To graph the function \( y = \lfloor \sin x \rfloor \) for \( x \) in the interval from \( 0 \) to \( 2\pi \), we first need to understand how the sine function behaves within this range.
Understanding the Sine Function
The sine function oscillates between -1 and 1. Specifically:
- At \( x = 0 \), \( \sin(0) = 0 \)
- At \( x = \frac{\pi}{2} \), \( \sin\left(\frac{\pi}{2}\right) = 1 \)
- At \( x = \pi \), \( \sin(\pi) = 0 \)
- At \( x = \frac{3\pi}{2} \), \( \sin\left(\frac{3\pi}{2}\right) = -1 \)
- At \( x = 2\pi \), \( \sin(2\pi) = 0 \)

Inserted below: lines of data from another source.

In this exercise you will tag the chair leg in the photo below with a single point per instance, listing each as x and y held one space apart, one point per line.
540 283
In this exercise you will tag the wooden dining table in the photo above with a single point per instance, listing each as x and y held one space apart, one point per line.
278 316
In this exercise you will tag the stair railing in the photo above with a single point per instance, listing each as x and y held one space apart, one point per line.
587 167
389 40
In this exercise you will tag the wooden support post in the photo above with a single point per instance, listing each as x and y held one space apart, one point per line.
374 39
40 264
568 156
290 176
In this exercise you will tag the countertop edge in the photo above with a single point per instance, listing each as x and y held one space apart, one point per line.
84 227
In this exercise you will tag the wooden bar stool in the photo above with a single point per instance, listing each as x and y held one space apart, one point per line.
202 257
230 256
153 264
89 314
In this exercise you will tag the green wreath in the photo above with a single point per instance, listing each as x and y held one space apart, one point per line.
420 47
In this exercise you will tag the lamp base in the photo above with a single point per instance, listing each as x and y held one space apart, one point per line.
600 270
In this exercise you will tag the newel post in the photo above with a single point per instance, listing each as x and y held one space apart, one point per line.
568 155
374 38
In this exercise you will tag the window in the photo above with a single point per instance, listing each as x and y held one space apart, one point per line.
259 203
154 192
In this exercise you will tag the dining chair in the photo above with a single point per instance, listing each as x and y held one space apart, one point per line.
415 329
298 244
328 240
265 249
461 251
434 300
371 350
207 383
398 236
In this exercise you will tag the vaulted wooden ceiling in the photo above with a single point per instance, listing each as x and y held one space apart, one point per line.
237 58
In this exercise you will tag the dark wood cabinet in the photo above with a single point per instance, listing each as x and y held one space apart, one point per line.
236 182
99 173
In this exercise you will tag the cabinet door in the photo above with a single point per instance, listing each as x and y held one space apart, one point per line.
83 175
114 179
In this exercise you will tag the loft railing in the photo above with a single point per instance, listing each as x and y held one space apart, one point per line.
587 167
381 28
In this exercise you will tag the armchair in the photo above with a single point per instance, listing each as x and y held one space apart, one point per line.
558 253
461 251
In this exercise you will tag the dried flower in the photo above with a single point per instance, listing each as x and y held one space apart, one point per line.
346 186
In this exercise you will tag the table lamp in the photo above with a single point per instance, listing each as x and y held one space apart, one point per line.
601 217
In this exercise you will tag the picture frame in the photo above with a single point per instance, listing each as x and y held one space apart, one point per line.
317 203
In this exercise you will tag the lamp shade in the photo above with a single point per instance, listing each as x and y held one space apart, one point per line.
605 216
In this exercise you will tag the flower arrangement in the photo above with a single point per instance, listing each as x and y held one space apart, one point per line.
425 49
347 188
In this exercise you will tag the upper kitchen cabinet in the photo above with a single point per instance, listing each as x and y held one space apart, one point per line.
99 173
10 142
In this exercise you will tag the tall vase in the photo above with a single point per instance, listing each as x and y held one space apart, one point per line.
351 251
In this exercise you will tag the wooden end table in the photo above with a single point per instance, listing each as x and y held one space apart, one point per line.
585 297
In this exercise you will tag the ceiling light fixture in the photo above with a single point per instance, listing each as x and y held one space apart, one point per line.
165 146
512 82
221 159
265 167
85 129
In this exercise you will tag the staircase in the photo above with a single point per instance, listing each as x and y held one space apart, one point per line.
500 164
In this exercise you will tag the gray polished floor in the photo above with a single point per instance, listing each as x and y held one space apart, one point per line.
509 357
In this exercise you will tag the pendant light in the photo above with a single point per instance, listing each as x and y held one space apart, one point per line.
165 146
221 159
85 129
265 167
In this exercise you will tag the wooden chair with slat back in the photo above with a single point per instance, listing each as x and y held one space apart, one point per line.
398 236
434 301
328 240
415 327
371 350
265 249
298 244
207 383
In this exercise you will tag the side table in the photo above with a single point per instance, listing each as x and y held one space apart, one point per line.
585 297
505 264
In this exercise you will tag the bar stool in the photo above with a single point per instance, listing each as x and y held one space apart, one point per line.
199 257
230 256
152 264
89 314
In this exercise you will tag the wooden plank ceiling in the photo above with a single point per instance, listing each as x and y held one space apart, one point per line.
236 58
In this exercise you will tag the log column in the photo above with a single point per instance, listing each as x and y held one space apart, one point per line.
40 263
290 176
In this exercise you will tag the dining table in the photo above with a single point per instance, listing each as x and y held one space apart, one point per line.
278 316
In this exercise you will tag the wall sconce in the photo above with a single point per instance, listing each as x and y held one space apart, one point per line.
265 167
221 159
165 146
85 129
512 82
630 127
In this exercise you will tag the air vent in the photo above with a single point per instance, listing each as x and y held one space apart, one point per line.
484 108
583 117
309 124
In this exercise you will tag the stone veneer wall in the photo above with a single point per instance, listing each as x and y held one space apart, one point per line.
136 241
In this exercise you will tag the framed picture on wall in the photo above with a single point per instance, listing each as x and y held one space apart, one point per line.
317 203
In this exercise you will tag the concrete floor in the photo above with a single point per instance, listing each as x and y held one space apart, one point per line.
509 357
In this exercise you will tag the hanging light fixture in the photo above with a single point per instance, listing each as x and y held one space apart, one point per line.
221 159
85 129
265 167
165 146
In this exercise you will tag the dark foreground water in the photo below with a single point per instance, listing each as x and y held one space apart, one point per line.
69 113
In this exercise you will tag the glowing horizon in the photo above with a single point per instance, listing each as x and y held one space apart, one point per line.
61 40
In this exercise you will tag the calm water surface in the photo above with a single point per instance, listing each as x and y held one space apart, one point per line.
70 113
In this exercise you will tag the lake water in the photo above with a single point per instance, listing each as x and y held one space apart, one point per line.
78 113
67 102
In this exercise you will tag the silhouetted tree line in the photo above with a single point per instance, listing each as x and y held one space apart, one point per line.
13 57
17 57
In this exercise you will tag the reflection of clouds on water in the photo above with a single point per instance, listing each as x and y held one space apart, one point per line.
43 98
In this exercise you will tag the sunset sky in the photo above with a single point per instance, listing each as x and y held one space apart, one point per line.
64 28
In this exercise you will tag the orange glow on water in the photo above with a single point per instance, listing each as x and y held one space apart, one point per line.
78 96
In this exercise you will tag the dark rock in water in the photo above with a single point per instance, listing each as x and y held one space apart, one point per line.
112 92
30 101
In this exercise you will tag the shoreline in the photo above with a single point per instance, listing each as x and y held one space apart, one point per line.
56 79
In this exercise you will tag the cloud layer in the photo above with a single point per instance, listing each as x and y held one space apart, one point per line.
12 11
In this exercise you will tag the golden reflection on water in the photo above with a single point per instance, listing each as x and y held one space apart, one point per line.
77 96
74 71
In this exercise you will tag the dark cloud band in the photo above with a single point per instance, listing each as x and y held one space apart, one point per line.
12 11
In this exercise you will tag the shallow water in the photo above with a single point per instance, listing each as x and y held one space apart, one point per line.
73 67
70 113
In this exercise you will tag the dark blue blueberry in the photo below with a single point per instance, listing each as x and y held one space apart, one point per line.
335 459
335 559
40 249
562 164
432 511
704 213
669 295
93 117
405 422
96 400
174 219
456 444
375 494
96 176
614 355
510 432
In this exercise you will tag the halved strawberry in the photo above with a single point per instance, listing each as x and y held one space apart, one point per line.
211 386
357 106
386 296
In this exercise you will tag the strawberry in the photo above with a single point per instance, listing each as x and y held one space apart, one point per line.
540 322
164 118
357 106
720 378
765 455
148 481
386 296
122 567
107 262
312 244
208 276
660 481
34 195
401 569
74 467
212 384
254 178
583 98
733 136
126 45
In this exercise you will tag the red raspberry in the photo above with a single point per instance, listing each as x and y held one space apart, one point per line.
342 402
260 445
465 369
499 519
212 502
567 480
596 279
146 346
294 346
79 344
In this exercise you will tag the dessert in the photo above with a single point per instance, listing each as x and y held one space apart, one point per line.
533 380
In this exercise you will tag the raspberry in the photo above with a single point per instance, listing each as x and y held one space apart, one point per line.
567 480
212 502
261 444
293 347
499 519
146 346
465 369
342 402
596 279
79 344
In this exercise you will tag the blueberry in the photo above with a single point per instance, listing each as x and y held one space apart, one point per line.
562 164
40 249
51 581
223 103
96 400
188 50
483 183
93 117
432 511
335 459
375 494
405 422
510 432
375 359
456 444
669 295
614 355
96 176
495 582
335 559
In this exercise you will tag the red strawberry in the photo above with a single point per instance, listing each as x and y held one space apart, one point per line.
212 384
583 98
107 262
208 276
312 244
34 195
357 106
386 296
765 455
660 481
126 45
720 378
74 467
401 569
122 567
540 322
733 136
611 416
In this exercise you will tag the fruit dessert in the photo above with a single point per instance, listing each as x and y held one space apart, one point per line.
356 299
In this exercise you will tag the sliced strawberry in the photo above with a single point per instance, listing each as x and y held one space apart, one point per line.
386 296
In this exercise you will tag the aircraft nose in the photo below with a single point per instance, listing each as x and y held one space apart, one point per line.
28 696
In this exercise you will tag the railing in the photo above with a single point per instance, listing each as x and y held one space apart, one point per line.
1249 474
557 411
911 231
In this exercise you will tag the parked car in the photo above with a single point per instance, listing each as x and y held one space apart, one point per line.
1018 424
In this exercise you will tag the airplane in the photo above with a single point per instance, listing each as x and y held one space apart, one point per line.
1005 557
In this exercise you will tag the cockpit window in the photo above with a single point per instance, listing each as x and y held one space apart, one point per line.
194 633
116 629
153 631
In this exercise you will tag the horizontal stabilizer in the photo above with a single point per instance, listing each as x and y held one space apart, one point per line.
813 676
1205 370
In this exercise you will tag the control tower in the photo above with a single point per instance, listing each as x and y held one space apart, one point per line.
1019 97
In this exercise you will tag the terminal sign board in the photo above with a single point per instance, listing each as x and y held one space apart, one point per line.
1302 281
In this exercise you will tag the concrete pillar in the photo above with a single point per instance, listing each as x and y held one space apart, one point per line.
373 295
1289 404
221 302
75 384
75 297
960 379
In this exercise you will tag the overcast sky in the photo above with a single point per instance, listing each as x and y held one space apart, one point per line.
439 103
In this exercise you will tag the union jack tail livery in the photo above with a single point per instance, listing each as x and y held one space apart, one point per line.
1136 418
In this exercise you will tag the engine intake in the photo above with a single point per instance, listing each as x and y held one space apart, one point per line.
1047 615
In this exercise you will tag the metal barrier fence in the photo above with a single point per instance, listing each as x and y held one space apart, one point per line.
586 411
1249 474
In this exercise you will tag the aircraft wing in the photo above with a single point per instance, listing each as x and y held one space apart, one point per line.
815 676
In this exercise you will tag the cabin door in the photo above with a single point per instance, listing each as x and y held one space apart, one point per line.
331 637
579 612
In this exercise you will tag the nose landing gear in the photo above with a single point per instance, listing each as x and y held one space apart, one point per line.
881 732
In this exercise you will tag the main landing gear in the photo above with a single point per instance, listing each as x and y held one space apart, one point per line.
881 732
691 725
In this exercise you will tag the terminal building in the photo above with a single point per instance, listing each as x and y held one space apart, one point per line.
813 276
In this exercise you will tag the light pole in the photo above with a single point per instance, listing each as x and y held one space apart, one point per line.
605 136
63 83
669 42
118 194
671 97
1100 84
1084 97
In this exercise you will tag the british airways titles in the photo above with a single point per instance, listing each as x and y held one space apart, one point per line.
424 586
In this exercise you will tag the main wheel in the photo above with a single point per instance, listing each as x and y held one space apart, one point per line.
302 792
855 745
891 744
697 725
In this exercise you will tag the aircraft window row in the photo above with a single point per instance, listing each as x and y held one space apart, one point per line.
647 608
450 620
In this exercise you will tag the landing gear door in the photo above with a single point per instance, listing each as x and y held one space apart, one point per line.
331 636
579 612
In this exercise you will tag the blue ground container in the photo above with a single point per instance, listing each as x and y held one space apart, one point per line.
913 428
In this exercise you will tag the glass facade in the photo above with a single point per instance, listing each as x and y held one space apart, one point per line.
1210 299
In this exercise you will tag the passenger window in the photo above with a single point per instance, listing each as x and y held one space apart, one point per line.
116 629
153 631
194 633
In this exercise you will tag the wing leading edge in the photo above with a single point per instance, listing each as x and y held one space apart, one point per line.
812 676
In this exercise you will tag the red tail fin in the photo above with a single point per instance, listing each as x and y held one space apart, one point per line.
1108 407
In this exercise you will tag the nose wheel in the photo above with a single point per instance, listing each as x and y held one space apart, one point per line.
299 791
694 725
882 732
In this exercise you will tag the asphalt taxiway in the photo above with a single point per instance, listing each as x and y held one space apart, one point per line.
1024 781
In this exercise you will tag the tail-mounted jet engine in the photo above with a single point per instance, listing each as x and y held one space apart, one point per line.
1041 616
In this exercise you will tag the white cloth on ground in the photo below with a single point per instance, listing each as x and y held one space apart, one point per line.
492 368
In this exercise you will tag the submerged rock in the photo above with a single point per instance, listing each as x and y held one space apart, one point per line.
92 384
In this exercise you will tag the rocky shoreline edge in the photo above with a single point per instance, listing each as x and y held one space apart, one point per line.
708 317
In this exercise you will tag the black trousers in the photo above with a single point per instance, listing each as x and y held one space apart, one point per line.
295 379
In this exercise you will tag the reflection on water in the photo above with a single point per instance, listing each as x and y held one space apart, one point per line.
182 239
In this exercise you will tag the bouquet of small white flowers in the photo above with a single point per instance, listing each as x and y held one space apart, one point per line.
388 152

Applying the Greatest Integer Function
The greatest integer function, denoted as \( \lfloor x \rfloor \), rounds down to the nearest whole number. Therefore, we can summarize the values of \( y \) as follows:
- For \( 0 \leq x < \frac{\pi}{2} \), \( \sin x \) ranges from 0 to 1, so \( y = 0 \).
- At \( x = \frac{\pi}{2} \), \( y = 1 \).
- For \( \frac{\pi}{2} < x < \frac{3\pi}{2} \), \( \sin x \) goes from 1 down to -1, so \( y = 0 \) for \( \frac{\pi}{2} < x < \pi \) and \( y = -1 \) for \( \pi < x < \frac{3\pi}{2} \).
- At \( x = \frac{3\pi}{2} \), \( y = -1 \).
- For \( \frac{3\pi}{2} < x < 2\pi \), \( \sin x \) increases from -1 to 0, so \( y = -1 \) until \( x = 2\pi \), where \( y = 0 \).
Graphing the Function
Now, we can sketch the graph:
- From \( 0 \) to \( \frac{\pi}{2} \): \( y = 0 \)
- At \( x = \frac{\pi}{2} \): \( y = 1 \)
- From \( \frac{\pi}{2} \) to \( \pi \): \( y = 0 \)
- From \( \pi \) to \( \frac{3\pi}{2} \): \( y = -1 \)
- At \( x = \frac{3\pi}{2} \): \( y = -1 \)
- From \( \frac{3\pi}{2} \) to \( 2\pi \): \( y = 0 \)
In summary, the graph will consist of horizontal lines at \( y = 0 \), \( y = 1 \), and \( y = -1 \), with jumps at the specified points. This creates a step-like appearance reflecting the behavior of the greatest integer function applied to the sine function.